Ad avvisare i soccorsi era stato proprio il marito della casalinga 52enne il cui corpo venne trovato sul letto matrimoniale, con evidenti segni di percosse ed ecchimosi in tutto il corpo. Una violenza inaudita, poi una morte lenta, senza avere ricevuto alcuna assistenza. La donna morì – secondo quanto stabilito dall’autopsia – dopo tre giorni di agonia. Per gli investigatori, a scatenare la violenza di Frasillo fu «l’ossessione di essere tradito dalla moglie». Mesi prima di essere assassinata la donna, che da un paio di anni si muoveva e parlava a fatica in seguito a un’ischemia, aveva trovato il coraggio di denunciare le violenze subite dal marito. Dopo trent’anni di matrimonio, aiutata dai servizi sociali del Comune, la donna si era allontanata da casa ed era stata ospitata in una comunità. Dopo avere presentato una denuncia, la donna l’aveva ritirata ed era tornata a vivere con l’uomo nella loro abitazione.

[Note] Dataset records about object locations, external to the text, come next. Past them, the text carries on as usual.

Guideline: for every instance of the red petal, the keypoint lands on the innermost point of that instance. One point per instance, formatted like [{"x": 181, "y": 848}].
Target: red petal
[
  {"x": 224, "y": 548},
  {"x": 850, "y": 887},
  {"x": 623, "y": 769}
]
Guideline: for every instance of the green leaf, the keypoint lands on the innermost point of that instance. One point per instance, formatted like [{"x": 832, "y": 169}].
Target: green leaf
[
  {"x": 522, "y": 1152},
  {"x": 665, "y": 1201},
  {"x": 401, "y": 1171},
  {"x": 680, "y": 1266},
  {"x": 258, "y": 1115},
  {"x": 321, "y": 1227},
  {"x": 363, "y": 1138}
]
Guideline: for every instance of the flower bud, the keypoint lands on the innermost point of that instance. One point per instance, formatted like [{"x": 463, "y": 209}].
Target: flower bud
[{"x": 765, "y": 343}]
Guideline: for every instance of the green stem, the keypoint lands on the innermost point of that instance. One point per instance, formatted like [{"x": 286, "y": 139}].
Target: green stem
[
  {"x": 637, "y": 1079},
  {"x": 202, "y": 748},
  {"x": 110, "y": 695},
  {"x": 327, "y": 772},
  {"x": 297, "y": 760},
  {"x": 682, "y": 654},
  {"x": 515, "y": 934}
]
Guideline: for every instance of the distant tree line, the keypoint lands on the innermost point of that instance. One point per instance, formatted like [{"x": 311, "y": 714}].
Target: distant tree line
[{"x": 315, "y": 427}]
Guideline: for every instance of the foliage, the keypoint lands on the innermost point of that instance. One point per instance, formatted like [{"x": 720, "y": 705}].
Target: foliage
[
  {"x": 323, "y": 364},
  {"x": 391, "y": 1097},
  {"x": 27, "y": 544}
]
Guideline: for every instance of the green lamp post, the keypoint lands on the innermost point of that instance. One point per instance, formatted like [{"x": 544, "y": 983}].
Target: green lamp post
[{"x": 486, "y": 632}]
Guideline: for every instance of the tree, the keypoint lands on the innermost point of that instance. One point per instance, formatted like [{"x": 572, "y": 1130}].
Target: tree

Frasillo è stato condannato anche al risarcimento dei danni nei confronti dei familiari, del figlio di Rosalia Garofalo e delle associazioni Demetra onlus, La Mimosa onlus, Casa di Venere e Insieme per Marianna che si sono costituite parte civile nell’ambito del procedimento. Il difensore dell’uomo, l’avvocato Antonino Carmicio, in attesa di leggere le motivazioni, ha già annunciato il ricorso in appello.
Aggiornamento dell’8 luglio 2022. Riceviamo e pubblichiamo: L’autrice dell’articolo ha riportato la notizia della condanna che effettivamente è stata inflitta al mio cliente affermando, nella parte conclusiva: “Il difensore dell’uomo, avvocato Antonino Carmicio, in attesa di leggere le motivazioni, ha già annunciato ricorso in appello”. Mi preme evidenziare che il sottoscritto non ha mai annunciato nulla a chicchessia (del resto una impugnazione eventualmente si propone, ma di certo non si annuncia). Scrivere che il sottoscritto ha annunciato l’appello, e scrivere che lo avrebbe fatto prima ancora di conoscere le motivazioni della sentenza è una circostanza assolutamente non vera che lede la professionalità dello scrivente il quale, quando ha impugnato una sentenza lo ha sempre fatto dopo aver letto le motivazioni e quando queste hanno prestato il fianco a eventuali censure. Sicuramente mai in maniera preconcetta.